All was not sweetness and light in the design of APL.
Given a prime p, it is always possible to compute a primitive root by trial and error... but no general, explicit, nontentative method has been devised, and this, like a good criterion for primality, remains an important unsolved problem.
The way to proceed then is the following: for A and P positive integers, A: P - 1 , where P is a prime and R is one of its primitive roots, we get a vector called the indices of the powers of R mod P. I won't explain these further than to say that they are of great value in number theory: they are to the powers of the primitive root as logarithms are to exponentials.
There are three things about indices that are not well-known. The indices corresponding to a prime P form a permutation of length P-1. This permutation has these properties:
It is equal to its double downgrade (that is, it is a self-double-downgrading
permutation, an sddp [9]: P -: /:/: P
).
Its first difference, mod P-1, is a permutation.

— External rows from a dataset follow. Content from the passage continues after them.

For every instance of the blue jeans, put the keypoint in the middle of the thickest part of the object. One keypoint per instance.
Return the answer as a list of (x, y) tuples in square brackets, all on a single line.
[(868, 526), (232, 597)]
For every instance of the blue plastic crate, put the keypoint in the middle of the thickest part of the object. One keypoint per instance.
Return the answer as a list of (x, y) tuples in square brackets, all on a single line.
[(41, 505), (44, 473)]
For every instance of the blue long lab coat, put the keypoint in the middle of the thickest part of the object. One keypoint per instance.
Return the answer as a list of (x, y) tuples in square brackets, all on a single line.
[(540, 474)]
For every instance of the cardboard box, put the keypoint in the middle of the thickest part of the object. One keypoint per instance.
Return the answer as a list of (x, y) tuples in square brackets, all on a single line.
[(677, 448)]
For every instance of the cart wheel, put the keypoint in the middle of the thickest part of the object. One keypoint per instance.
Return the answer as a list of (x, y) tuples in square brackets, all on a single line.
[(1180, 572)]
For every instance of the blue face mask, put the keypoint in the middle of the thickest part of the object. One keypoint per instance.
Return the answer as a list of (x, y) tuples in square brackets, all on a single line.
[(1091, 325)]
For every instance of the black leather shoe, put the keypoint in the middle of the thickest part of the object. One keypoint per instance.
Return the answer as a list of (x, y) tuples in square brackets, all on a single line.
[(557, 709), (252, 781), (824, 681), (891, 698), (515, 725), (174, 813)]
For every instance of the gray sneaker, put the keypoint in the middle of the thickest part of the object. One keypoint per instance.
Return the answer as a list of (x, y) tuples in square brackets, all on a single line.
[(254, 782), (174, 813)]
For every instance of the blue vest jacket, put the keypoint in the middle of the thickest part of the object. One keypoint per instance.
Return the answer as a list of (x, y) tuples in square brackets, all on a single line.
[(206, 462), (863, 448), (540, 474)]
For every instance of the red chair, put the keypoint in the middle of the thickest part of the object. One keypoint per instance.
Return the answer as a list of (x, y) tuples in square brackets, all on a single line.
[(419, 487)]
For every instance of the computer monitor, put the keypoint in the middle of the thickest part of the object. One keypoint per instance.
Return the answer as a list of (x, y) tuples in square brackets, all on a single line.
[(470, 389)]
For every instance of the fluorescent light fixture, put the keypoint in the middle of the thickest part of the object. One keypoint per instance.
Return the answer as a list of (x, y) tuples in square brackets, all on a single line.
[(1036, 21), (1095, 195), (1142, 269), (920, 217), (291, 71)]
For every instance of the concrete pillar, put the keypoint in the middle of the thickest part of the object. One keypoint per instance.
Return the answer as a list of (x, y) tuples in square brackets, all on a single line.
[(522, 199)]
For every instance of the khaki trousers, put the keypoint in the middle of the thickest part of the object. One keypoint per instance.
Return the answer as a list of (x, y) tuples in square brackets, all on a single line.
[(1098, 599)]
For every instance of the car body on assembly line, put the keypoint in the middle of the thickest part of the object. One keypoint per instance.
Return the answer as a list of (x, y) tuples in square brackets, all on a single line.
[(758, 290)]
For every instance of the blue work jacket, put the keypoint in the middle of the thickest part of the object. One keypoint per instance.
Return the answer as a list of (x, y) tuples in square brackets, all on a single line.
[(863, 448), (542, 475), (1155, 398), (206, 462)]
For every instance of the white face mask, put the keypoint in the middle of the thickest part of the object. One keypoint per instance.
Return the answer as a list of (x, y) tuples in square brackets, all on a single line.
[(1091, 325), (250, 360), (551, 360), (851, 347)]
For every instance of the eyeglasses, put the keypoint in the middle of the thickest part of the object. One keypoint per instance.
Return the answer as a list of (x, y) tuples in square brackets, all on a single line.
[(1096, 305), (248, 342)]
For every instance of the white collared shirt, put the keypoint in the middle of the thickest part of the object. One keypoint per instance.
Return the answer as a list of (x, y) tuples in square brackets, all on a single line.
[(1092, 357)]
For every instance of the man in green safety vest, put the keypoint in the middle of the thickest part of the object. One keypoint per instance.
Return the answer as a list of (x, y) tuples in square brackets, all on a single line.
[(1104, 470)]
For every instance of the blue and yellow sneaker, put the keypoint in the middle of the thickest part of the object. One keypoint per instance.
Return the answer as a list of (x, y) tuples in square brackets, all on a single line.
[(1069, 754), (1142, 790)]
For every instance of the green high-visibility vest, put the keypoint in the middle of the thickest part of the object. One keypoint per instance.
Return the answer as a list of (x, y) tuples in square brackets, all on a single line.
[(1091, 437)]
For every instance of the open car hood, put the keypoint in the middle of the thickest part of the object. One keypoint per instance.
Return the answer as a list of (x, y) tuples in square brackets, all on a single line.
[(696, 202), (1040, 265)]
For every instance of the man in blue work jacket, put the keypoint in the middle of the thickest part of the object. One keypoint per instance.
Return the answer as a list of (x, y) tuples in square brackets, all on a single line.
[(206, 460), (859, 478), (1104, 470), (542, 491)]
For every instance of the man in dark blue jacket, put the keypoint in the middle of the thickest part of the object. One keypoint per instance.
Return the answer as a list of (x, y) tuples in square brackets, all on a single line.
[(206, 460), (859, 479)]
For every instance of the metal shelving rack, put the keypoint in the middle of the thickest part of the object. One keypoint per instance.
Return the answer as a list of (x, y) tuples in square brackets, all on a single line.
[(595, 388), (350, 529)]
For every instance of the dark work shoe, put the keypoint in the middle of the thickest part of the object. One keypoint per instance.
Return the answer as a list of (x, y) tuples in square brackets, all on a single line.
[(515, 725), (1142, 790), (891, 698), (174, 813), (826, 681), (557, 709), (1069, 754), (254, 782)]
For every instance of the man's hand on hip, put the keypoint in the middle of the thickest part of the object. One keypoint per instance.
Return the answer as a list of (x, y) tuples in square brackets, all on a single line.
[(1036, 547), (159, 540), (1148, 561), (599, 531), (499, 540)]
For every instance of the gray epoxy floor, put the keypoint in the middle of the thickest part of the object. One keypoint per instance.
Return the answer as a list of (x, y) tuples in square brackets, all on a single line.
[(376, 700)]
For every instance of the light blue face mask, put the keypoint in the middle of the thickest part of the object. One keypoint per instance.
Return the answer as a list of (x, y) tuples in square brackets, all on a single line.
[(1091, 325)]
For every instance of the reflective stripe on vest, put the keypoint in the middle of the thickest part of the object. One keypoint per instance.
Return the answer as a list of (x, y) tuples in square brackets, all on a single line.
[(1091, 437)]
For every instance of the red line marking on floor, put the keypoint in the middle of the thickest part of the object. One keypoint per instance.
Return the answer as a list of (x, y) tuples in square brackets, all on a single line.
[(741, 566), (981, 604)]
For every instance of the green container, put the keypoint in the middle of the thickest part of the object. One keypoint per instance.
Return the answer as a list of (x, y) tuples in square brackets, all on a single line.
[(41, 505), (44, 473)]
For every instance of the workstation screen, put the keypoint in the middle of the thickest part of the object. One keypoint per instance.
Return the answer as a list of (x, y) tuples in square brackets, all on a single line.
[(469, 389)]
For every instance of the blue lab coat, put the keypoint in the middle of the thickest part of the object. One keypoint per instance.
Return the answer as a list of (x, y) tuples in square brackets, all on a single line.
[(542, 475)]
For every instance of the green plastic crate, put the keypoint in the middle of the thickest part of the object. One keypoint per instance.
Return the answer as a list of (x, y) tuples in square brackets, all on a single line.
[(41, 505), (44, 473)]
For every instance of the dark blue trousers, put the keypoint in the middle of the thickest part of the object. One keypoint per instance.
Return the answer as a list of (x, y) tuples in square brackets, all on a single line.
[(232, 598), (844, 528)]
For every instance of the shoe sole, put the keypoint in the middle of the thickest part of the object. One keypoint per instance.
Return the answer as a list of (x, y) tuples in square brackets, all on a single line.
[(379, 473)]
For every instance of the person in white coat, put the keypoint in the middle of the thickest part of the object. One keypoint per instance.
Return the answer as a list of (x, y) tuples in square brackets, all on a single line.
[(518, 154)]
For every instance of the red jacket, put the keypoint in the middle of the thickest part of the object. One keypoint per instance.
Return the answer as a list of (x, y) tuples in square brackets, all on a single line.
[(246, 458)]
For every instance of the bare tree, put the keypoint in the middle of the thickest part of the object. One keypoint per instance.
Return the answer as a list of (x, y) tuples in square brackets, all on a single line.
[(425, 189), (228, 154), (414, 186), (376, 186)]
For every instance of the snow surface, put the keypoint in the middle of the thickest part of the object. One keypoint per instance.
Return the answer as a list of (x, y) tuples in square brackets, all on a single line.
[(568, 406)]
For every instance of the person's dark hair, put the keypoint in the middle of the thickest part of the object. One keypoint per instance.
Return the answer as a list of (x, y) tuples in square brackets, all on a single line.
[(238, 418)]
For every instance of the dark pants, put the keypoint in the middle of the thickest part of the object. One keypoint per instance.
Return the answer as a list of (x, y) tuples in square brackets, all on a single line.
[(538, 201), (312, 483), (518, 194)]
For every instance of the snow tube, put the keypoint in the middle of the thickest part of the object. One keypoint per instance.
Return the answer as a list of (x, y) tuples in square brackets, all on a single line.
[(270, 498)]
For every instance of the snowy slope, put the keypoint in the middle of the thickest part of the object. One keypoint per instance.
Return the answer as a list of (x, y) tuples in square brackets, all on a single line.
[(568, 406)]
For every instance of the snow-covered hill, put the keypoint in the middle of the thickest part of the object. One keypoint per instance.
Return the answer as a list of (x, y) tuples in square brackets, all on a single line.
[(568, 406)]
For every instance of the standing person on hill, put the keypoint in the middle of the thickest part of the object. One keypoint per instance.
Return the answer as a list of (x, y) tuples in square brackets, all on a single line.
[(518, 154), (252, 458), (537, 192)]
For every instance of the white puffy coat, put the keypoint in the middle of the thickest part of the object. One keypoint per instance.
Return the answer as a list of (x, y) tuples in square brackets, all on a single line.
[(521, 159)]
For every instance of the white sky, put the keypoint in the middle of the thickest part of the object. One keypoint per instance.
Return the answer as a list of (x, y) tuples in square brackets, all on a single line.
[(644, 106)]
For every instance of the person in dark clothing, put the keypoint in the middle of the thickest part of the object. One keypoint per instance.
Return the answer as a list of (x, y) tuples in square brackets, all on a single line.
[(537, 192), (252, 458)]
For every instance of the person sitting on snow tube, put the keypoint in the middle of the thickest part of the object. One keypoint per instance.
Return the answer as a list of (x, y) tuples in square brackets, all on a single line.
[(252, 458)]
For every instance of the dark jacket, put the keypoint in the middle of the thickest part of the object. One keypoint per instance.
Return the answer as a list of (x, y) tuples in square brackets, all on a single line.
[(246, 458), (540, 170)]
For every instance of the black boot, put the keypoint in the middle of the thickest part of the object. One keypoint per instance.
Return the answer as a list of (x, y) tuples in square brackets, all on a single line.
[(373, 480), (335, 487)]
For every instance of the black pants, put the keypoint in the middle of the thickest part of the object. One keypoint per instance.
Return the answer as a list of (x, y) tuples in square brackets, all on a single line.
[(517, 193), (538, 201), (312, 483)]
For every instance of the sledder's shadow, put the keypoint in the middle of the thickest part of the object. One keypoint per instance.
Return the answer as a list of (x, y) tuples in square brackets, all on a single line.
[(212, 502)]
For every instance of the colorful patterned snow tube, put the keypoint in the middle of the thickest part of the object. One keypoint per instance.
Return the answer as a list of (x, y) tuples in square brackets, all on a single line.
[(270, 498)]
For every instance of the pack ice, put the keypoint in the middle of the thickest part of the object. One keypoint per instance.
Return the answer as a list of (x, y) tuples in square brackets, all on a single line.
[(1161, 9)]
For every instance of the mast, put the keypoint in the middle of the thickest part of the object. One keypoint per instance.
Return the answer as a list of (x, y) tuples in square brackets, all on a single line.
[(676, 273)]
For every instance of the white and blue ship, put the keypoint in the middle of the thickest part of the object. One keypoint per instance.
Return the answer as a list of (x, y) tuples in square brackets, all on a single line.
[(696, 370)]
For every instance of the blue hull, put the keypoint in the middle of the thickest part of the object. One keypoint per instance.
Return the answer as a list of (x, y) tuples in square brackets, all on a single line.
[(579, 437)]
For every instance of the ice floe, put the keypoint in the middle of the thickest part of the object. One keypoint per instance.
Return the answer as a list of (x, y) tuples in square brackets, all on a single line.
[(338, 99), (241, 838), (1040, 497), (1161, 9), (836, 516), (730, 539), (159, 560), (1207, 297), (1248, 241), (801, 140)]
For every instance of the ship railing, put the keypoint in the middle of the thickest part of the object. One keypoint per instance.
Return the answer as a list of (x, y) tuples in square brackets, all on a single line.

This first difference permutation is also an sddp.
For example, the indices for the primitive root 3 mod 7 are 0 2 1 4 5 3. The double downgrade of this is also 0 2 1 4 5 3. Its first difference (mod 6) is 2 5 3 1 4, also a permutation. Its double downgrade (1-origin) is 2 5 3 1 4. The total number of permutations of length 6 is 720; there are only 48 sddp among these. The total number of permutations of length 5 is 120; there are only 8 sddp among these.